Tidak sedikit dunia Internasional sering di buat tercengang dengan setiap langkah Indonesia di bawah pimpinan Soekarno dimana dalam memperjuangkan suatu kebijakan poltik selalu di ikuti dengan pengerahan militer. Apalagi yang dihadapinya rata – rata adalah Negara yang tergabung dalam NATO dan SEATO di bawah kendali Amerika Serikat (AS).

Lantas apa yang membuat Soekarno sangat berani membawa Indonesia berhadapan dengan Negara koalisi yang sudah pasti jauh lebih kuat daripada Indonesia ?

Dalam sebuah diskusi non formal penulis pernah mendapatkan jawaban yang beraneka macam dari para pesertanya, tapi tidak ada satupun jawaban yang dapat melegakan hati penulis sehingga penulis perlu melakukan suatu kajian tersendiri tentang perihal yang melatar belakangi keberanian Soekarno membawa bangsa Indonesia berhadapan dengan negara koalisi yang jauh lebih modern saat itu.

Karena setting dari kajian ini menyangkut peristiwa Trikora dan Dwikora maka tidak ada salahnya bila penulis mencoba mengawalinya dari tahun 1949 dimana waktu itu Indonesia sedang berunding dengan Belanda membahas status Republik Indonesia dan Irian Barat di Den Haag Belanda melalui Konferensi Meja Bundar (KMB).

II. Konferensi Meja Bundar (KMB)
Konferensi Meja Bundara atau yang disingkat KMB di gelar oleh Pemerintah Indonesia dengan Pemerintahan Belanda pada tanggal 23 Agustus sampai dengan 2 November tahun 1949, KMB di gelar dikarenakan adanya tekanan dunia internasional terkait usaha Belanda meredam kemerdekaan Indonesia lewat jalan kekerasan.
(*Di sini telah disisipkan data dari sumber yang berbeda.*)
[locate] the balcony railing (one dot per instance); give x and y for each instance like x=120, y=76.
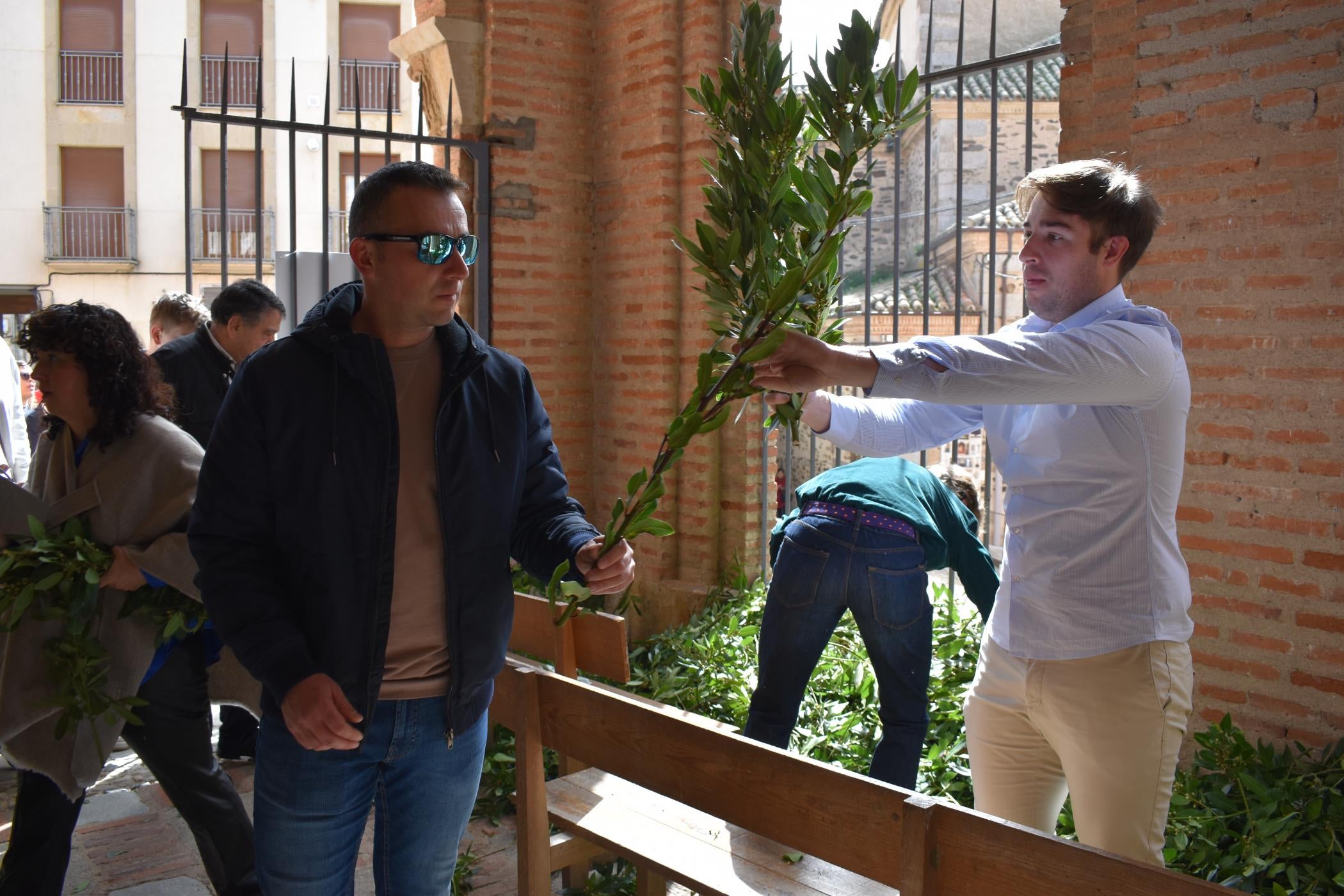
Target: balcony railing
x=374, y=79
x=243, y=236
x=78, y=234
x=241, y=77
x=90, y=78
x=337, y=228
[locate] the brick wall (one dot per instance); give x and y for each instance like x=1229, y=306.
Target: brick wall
x=1234, y=112
x=597, y=160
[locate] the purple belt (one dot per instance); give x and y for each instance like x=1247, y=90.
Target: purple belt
x=865, y=518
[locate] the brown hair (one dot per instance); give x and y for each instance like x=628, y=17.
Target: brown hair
x=123, y=381
x=177, y=309
x=960, y=483
x=374, y=191
x=1103, y=193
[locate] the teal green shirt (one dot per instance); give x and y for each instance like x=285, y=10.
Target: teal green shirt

Sebelumnya kedua negara sudah pernah melakukan beberapa kali pertemuan seperti Perundingan Linggarjati (1946), Perjanjian Renville (1947 – 1948) dan Perjanjian Roem – Van Roijem (1949) namun Belanda terus mengingkarinya, hingga akhirnya keduanya kembali duduk di meja perundingan di Den Haag Belanda dalam sebuah Konferensi Meja Bundar (KMB). Dalam KMB ini Belanda setuju dengan di bentuknya Republik Indonesia Serikat yang mencakup seluruh wilayah bekas jajahan Hindia Belanda kecuali Irian Barat. Belanda menganggap secara antropologi Irian barat tidak memiliki kesamaan suku dan ras dengan Indonesia sehingga bagaimanapun juga Irian Barat harus tetap menjadi milik Belanda. Pendapat Belanda ini kemudian mendapat tentangan keras dari Indonesia dimana sejak di proklamasikan kemerdekaan  Indonesia tanggal 17 Agustus 1945, Indonesia berhak atas seluruh wilayah bekas jajahan Belanda dari Sabang sampai Meraoke.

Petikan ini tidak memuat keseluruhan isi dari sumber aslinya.